Following the talks and a visit to the Bolshoi Theatre late Wednesday, Xi is set to travel to Russia’s former imperial capital Saint Petersburg.
There he will attend an economic forum hosted by Putin on Thursday and Friday.
China and Russia “have strong political mutual trust, and support each other firmly on issues concerning each other’s core interests and major concerns,” Xi said during an interview with Russian media ahead of the visit.
Putin’s foreign policy aide, Yury Ushakov, earlier said Xi and Putin would sign a new declaration on their “global partnership and strategic cooperation, which are entering a new era”.
The partnership is yielding increasing trade, which has increased by 25 percent in 2018 to hit a record $108 billion (96 billion euros), he added, calling China “Russia’s most important economic partner”.

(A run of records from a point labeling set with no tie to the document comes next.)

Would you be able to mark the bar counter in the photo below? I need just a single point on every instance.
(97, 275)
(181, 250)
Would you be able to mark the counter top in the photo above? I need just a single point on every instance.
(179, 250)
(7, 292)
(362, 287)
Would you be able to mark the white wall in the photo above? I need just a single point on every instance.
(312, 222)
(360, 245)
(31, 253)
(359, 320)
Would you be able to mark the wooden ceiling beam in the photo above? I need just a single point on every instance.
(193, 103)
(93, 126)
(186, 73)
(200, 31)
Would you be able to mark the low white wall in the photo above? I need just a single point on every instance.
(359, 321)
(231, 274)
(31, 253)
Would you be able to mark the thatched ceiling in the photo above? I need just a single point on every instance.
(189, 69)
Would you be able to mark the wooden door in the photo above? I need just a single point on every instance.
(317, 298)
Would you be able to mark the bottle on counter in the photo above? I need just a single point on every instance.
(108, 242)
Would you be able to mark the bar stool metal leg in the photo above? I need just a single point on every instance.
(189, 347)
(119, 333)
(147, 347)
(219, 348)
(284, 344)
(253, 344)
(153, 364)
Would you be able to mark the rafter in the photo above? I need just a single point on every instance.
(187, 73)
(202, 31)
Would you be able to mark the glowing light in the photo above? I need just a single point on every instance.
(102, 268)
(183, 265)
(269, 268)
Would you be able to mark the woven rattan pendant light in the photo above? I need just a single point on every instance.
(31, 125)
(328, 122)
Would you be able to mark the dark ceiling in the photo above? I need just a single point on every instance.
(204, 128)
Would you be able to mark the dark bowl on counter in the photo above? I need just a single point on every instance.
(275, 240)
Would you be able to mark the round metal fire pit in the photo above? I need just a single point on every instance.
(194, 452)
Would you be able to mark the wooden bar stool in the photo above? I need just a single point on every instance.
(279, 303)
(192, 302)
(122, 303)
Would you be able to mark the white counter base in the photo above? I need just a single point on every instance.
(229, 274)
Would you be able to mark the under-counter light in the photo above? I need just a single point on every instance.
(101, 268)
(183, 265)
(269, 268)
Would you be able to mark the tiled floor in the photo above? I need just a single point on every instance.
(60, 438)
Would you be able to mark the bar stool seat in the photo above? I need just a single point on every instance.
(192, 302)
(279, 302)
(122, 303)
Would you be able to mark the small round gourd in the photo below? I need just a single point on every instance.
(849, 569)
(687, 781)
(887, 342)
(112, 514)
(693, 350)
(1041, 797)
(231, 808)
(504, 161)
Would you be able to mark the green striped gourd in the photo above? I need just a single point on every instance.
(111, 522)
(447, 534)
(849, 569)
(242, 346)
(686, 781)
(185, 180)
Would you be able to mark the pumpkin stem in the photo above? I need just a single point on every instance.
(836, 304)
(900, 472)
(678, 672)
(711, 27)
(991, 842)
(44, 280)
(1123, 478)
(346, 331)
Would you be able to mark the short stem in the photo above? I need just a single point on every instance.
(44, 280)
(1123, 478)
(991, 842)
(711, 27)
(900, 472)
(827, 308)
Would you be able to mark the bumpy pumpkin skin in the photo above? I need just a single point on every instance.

Russia may have had unrealistic expectations from its pivot to the east following Western sanctions over Ukraine, said Alexander Gabuev, who heads the Asia programme at the Carnegie Moscow Center.
Nevertheless, China’s share in Russian foreign trade has nearly doubled since then, he added.
“The pivot really is happening,” he said.
“Despite all the difficulties, China became a significant creditor and rather significant investor” in Russia at a time when many other investors preferred to pack their bags.
Cooperation with China is seen by Moscow as “the lesser of two evils” to stimulate economic growth, Gabuev said — the alternative being deep internal reforms and reconciliation with the West.
Politically, the two countries seem consistently aligned and often vote in unison as permanent members of the UN Security Council.